US Coins

Anthony dollar becomes a reality: Q. David Bowers

The Joys of Collecting column from the Jan. 11, 2016, issue of Coin World:

As noted in my Jan. 4, 2016, column, by 1977 Congress and the Treasury Department realized that Eisenhower dollars, minted since 1971 and intended to replace the paper dollar bill in circulation, were not going to do so, nor did the public like them. In fact, from my own experience I never received an Ike dollar in change, but I did see some on gaming tables in Las Vegas in the early 1970s.

In 1977 it was determined to try again — this time with a small-diameter “mini dollar” that would be easy to carry.

A new (mostly) cast of players in Congress and the Treasury Department reasoned that, indeed, the new coin would replace the paper dollar.

U.S. Mint Chief Engraver Frank Gasparro set about creating a design — a reiteration of the classical Liberty Cap motif used on the Libertas Americana medal and then on copper coins beginning in 1793. The reverse showed the National Bird in a traditional pose. Last week I illustrated the concept. How marvelous — a beautiful design, a return to tradition. The Treasury Department was excited, and surveys conducted by Coin World and others showed overwhelming approval by the collector community.

Ignore the preceding!

In 1978, Treasury Department, influenced by Congress’ “social progress,” discarded the highly praised Liberty Head motif and directed Gasparro to use suffragist Susan B. Anthony on the obverse.

For the reverse, Congress and the Treasury wanted a reduced version of the Apollo 11 motif used in the Eisenhower dollar.

Gasparro changed course and with newfound enthusiasm gathered many different Anthony portraits adapted from prints, engravings, and photographs, now all reproduced to be about the same size, and at one time on display in his office. Approval of the Anthony dollar was passed by Congress on Sept. 26, 1978.

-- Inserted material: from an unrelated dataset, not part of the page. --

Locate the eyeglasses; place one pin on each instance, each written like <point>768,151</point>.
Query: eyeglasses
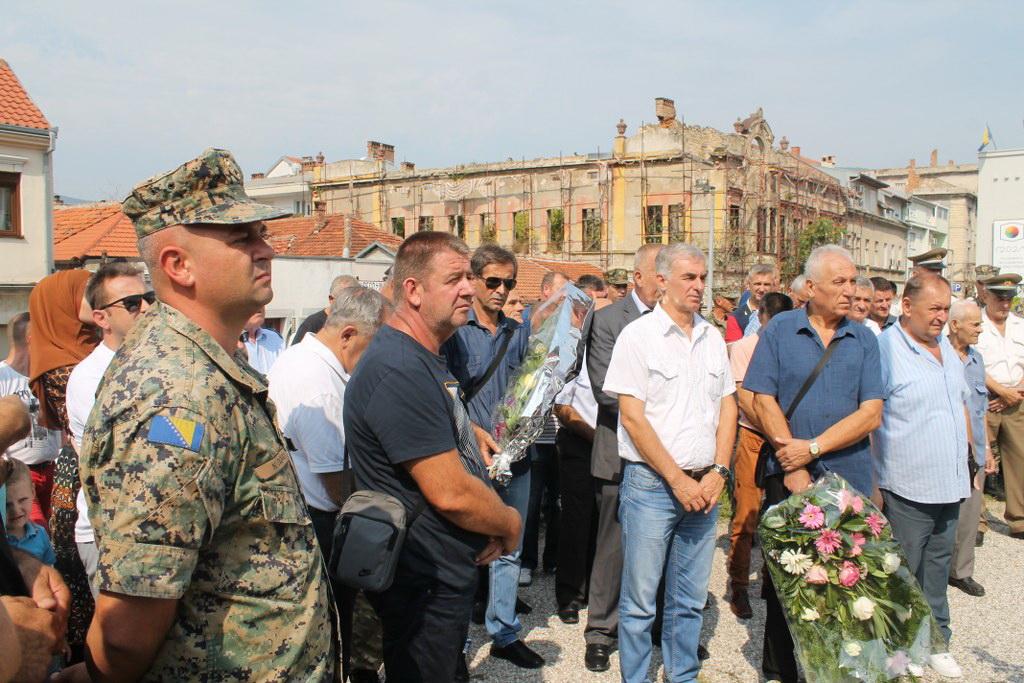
<point>133,302</point>
<point>495,283</point>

On Dec. 13, 1978, a test run of about 1 million coins was made at the Philadelphia Mint, using 1979-dated dies. The event was opened to government officials and invited guests from the media and public sector. I was there. At 11:25 a.m., four presses were started simultaneously with two dignitaries attending each. Mint Director Stella B. Hackel and Philadelphia Mint Superintendent Shallie M. Bey were at Press No. 4. The “Susies” were now a reality!